Agents & Automation

Anthropic updates Claude Managed Agents: self-hosted sandboxes, mid-session tool swapping, and cache diagnostics

Anthropic ships three Claude Managed Agents platform updates giving enterprise developers more infrastructure control, runtime flexibility, and prompt-cache transparency.

agents automation category

Claude Managed Agents only launched in April, and Anthropic is already shipping meaningful infrastructure updates to it. Three of them dropped this week, and while they won’t make headlines the way a new model would, they matter quite a bit if you’re building production agents.

Here’s what changed and why it’s worth paying attention to.

Self-hosted sandboxes: your infrastructure, Anthropic’s orchestration

By default, when Claude Managed Agents runs tool calls, that execution happens inside Anthropic-managed cloud infrastructure. That’s convenient, but it’s a non-starter for a lot of enterprise teams, particularly in regulated industries where code, file system access, and network egress can’t leave the organisation’s environment.

Self-hosted sandboxes, now in public beta, split the model cleanly. Anthropic’s orchestration layer stays on their side. Tool execution moves to yours.
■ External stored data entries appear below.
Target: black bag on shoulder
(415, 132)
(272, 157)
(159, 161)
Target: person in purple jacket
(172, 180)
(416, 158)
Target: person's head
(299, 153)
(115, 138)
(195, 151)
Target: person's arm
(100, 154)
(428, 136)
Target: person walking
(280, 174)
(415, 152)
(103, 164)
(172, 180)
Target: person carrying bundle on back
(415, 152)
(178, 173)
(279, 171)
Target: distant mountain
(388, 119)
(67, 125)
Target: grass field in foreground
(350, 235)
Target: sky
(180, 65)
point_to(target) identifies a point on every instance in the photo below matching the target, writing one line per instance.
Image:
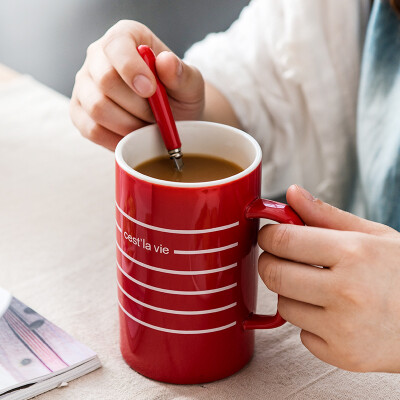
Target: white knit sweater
(290, 69)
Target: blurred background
(48, 39)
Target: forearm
(217, 108)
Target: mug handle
(282, 213)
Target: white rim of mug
(257, 159)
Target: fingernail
(142, 85)
(307, 195)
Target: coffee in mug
(197, 168)
(187, 257)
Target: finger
(305, 316)
(315, 212)
(184, 83)
(104, 111)
(295, 280)
(123, 56)
(91, 130)
(309, 245)
(111, 84)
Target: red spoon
(162, 111)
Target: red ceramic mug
(187, 257)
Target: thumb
(184, 83)
(315, 212)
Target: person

The way it works: you run an environment worker, a process on your own infrastructure, that connects to Anthropic’s work queue. When a session needs to execute a tool, Anthropic enqueues the request. Your worker picks it up, runs it locally, and posts the result back. The agent loop continues normally, but the actual execution never left your environment.

Supported managed providers include Cloudflare, Daytona, Modal, and Vercel, if you want the benefits of self-hosting without standing up bare infrastructure. And if you’re on AWS, authentication is handled through IAM with SigV4 rather than an environment key. You attach the AnthropicSelfHostedEnvironmentAccess managed policy to the IAM principal your worker runs under.
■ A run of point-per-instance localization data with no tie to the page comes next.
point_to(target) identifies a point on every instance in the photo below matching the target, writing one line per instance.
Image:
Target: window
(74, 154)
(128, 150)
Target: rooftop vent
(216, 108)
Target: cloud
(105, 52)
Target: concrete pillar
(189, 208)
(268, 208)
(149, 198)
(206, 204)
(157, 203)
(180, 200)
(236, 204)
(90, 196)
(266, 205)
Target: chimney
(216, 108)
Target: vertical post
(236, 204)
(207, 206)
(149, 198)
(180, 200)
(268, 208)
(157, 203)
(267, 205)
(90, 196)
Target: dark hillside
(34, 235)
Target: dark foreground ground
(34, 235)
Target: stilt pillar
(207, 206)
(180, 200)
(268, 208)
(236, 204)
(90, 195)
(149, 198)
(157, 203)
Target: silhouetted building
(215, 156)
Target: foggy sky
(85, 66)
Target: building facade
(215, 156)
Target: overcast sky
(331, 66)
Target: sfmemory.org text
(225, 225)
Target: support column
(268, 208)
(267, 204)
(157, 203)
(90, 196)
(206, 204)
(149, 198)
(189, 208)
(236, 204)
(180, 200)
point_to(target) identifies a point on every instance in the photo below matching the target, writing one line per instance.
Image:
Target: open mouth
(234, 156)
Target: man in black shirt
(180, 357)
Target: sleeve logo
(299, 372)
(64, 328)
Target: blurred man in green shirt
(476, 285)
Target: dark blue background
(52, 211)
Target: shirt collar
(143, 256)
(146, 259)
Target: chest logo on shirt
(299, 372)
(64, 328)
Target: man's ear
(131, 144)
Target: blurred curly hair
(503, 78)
A couple of current limitations worth knowing: self-hosted sandboxes don’t yet support the Memory feature, and session creation from within Claude Platform on AWS is not yet available (though the workers themselves can run on AWS).
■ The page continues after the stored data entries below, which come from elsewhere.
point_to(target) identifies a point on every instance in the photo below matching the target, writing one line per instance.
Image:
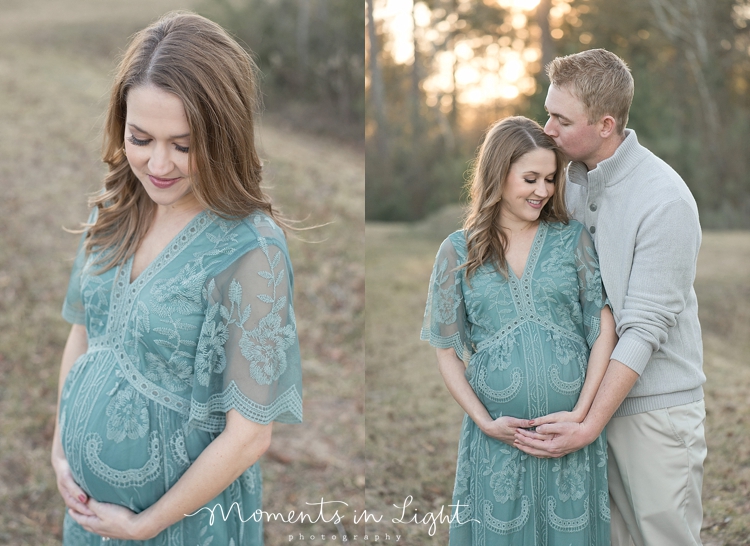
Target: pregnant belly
(526, 386)
(110, 434)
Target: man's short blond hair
(599, 79)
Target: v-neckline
(530, 259)
(175, 241)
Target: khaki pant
(656, 476)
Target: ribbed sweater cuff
(632, 352)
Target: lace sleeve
(248, 356)
(445, 323)
(591, 293)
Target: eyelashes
(138, 142)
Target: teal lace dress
(206, 328)
(526, 341)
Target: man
(644, 223)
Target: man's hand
(555, 439)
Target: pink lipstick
(162, 183)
What this means for you: If your organisation has been interested in Claude agents but couldn’t deploy them because tool execution happens in Anthropic’s cloud, this removes that blocker. Moving between Anthropic-managed and self-hosted execution is a configuration change, not an integration rewrite.

Hot-swapping MCP server and tool configs mid-session

The second update is smaller but practically useful. You can now update an active session’s MCP server and tool configurations without tearing down and recreating the session.

For long-running agents, this matters. Agents that run over extended periods might need access to different tools at different stages of a task. Previously, changing what tools were available meant ending the session and starting a new one, losing conversation state in the process. Now you can update the configuration while the session is live.

What this means for you: If you’re building agents that handle multi-step workflows where tool requirements shift as the task progresses, you no longer need to architect around session restarts. This simplifies the logic considerably for anything that runs longer than a single interaction.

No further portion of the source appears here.